From Abraham Pais's contribution to Paul Dirac: The Man and His Work:
Throughout his life, Dirac maintained a minimal, sparse (not terse), precise, and apoetically elegant style of speech and writing. Sample: his comment on the novel Crime and Punishment: 'It is nice, but in one of the chapters the author made a mistake. He describes the sun as rising twice on the same day.' Once when Oppenheimer offered Dirac some books to read, he politely refused, saying that reading books interfered with thought.
...
... [At the Institute for Advanced Study in Princeton] we would often have lunch together. It was on one of those occasions that I had my first exposure to the Dirac style of exhaustive inquiry. Because of a large appetite and a Dutch background, I would regularly eat three sandwiches at that time. One day, Dirac queried me. (Between each answer and the next question there was a half minute's pause.) D. Do you always eat three sandwiches for lunch? P. Yes. D. Do you always eat the same three sandwiches for lunch? P. No, it depends on my taste of the day. D. Do you eat your sandwiches in some fixed order? P. No. Some months later, when a young man named Salam visited me at the Institute, he said: I have regards for you from Professor Dirac in Cambridge. He wants to know if you still eat three sandwiches for lunch.

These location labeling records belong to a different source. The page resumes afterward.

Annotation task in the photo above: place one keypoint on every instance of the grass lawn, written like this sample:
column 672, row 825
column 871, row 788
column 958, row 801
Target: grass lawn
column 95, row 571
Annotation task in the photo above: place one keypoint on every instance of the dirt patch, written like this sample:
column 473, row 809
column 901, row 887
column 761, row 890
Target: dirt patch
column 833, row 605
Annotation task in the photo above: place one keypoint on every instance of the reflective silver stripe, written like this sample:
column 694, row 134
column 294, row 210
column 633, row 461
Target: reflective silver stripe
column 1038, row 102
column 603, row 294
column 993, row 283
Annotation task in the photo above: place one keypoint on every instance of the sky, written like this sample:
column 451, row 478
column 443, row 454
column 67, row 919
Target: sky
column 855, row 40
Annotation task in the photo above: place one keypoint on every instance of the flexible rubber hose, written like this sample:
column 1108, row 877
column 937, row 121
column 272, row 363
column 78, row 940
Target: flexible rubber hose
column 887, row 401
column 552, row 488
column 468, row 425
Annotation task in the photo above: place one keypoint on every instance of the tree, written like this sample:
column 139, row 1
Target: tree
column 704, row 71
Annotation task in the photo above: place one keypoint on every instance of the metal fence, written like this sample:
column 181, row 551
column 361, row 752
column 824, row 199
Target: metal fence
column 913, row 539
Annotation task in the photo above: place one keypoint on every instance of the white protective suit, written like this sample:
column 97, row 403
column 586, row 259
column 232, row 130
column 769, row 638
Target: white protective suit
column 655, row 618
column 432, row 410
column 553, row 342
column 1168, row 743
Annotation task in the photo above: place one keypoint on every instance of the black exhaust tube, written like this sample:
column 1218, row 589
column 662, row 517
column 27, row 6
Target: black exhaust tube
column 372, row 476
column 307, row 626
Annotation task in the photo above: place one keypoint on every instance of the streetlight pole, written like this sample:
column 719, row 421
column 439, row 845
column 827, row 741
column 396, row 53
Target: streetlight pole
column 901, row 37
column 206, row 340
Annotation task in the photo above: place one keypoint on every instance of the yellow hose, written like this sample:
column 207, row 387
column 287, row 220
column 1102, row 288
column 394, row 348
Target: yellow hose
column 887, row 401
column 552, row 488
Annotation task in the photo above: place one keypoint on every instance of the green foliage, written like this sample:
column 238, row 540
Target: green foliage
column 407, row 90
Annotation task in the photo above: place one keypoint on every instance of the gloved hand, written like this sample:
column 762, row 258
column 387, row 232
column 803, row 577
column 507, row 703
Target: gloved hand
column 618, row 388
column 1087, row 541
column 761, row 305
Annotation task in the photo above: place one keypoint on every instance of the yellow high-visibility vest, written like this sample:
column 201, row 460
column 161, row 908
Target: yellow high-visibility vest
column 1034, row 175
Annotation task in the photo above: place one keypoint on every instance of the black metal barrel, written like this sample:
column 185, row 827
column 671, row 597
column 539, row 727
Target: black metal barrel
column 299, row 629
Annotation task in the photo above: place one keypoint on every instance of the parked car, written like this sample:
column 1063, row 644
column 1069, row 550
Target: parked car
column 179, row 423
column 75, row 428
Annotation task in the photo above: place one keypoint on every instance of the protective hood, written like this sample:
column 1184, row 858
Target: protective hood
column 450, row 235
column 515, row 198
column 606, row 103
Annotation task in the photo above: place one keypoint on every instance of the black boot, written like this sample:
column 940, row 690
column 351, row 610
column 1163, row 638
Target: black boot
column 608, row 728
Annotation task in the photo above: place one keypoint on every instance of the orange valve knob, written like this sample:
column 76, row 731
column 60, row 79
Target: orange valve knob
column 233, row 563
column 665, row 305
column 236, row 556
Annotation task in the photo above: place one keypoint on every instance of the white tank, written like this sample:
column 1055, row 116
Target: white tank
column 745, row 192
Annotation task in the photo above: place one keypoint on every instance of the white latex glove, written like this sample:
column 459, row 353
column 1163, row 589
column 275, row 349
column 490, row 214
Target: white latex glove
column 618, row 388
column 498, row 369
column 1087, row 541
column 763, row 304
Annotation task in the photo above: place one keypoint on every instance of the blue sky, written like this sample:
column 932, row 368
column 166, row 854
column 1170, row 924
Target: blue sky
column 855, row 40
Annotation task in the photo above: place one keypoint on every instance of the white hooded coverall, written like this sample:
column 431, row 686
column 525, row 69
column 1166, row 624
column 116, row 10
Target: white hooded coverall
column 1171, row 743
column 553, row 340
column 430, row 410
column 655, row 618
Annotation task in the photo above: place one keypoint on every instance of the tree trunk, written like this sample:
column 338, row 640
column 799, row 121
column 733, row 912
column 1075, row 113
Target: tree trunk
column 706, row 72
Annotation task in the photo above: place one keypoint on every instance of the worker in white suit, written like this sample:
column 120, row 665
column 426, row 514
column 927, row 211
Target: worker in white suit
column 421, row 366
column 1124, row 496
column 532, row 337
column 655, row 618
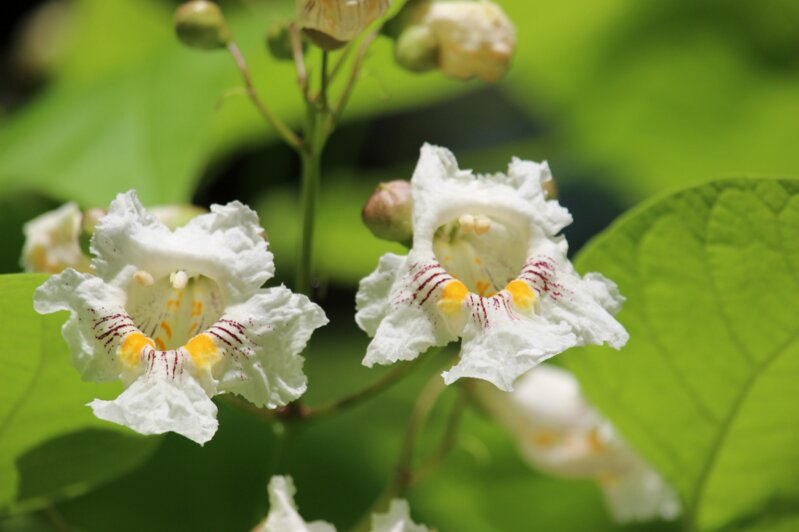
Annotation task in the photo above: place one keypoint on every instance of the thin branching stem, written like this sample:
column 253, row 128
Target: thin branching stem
column 285, row 132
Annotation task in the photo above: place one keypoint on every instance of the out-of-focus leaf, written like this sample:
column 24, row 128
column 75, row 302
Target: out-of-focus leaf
column 345, row 249
column 42, row 398
column 704, row 387
column 340, row 465
column 134, row 109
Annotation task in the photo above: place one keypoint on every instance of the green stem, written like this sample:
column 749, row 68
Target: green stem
column 387, row 381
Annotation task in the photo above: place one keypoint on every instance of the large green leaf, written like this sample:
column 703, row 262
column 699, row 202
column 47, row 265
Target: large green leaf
column 705, row 386
column 132, row 108
column 42, row 398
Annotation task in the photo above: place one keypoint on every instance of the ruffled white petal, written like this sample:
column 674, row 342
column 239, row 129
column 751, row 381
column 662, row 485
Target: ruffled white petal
column 396, row 519
column 559, row 432
column 441, row 191
column 224, row 245
column 372, row 299
column 166, row 398
column 52, row 241
column 283, row 515
column 262, row 339
column 507, row 347
column 89, row 301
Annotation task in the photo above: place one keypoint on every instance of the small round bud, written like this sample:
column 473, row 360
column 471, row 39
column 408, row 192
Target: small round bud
column 200, row 24
column 387, row 213
column 417, row 49
column 550, row 189
column 278, row 40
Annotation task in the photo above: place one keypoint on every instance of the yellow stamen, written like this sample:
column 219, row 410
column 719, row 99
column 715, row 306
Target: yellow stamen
column 167, row 329
column 482, row 287
column 452, row 297
column 203, row 351
column 131, row 347
column 523, row 296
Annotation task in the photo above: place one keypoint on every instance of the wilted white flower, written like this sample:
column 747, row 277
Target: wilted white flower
column 284, row 517
column 180, row 316
column 52, row 241
column 465, row 39
column 560, row 433
column 487, row 266
column 343, row 20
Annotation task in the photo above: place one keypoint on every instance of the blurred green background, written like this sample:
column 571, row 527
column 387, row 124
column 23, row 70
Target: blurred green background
column 625, row 99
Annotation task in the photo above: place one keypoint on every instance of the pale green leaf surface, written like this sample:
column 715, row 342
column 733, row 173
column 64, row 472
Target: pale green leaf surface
column 43, row 397
column 704, row 387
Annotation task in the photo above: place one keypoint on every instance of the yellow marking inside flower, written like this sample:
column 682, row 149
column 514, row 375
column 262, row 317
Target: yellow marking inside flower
column 203, row 351
column 131, row 347
column 452, row 297
column 523, row 296
column 482, row 288
column 544, row 439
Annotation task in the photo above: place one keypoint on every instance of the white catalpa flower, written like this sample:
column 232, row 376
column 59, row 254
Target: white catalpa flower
column 467, row 38
column 180, row 316
column 284, row 517
column 52, row 241
column 343, row 20
column 487, row 266
column 560, row 433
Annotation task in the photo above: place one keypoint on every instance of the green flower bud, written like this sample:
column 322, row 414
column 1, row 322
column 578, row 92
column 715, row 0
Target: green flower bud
column 278, row 40
column 387, row 213
column 417, row 49
column 201, row 24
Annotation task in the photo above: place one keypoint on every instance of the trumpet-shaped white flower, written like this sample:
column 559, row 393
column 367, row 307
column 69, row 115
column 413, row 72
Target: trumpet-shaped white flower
column 560, row 433
column 52, row 241
column 284, row 517
column 487, row 266
column 343, row 20
column 180, row 316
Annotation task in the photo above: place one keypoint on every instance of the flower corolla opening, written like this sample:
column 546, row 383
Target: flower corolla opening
column 180, row 316
column 559, row 432
column 488, row 266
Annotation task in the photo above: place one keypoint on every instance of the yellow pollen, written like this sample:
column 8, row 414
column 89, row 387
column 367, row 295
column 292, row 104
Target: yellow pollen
column 453, row 296
column 523, row 296
column 482, row 287
column 203, row 351
column 167, row 329
column 131, row 347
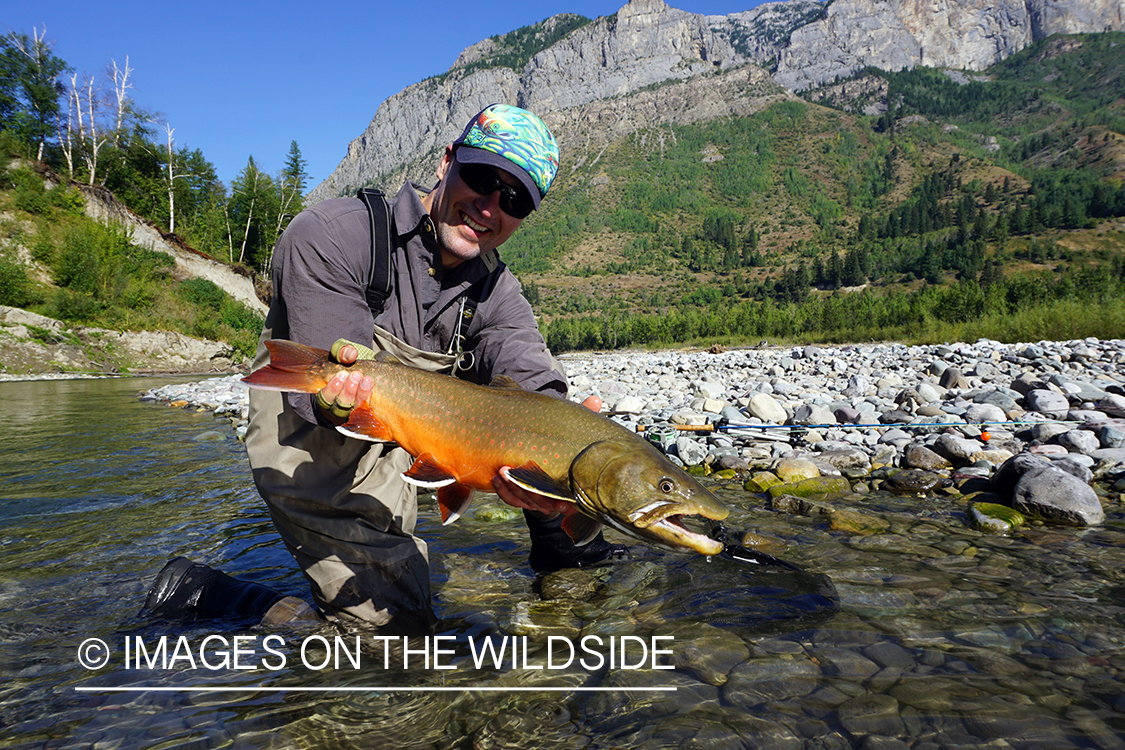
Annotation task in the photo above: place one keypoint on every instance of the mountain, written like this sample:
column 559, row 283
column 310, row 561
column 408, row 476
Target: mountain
column 572, row 70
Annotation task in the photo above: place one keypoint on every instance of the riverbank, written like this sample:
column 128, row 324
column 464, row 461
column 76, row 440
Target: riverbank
column 38, row 348
column 812, row 422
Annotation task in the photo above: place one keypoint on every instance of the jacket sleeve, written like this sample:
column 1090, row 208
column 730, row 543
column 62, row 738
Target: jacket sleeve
column 320, row 276
column 509, row 342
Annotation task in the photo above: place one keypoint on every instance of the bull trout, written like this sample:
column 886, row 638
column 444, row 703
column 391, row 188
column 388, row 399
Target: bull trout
column 461, row 435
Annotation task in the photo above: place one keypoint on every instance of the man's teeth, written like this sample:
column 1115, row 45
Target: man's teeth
column 474, row 225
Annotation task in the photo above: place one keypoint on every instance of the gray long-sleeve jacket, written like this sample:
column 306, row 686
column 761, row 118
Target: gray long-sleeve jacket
column 322, row 265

Dirac and I often lunched together when he came back to the Institute for the academic year 1947-8. On an early occasion, Dirac looked at my plate and noted, triumphantly: 'Now you only eat two sandwiches for lunch.'

"Line!"

Roslyn Sulcas has an interesting piece in the NYT on the new adaptation of Noel Streatfeild's Ballet Shoes. (Link courtesy of Alice.) As a child, I read all the Streatfield novels I could lay my hands on again and again, but I do think that one is her best...

On a related note, also at the Times, Alastair Macaulay considers the question of what Degas's paintings show about the styles of ballet prevalent in turn-of-the-century Paris. (NB I saw the play mentioned in the third paragraph, and it is not recommended - I felt the fact that I know nothing about ballet was the only reason I was not as irked by the poor dance-related skills of the supposed dancers as I was by the frequent use of very poorly pronounced and embarrassingly clumsily inserted French words and phrases in the dialogue!)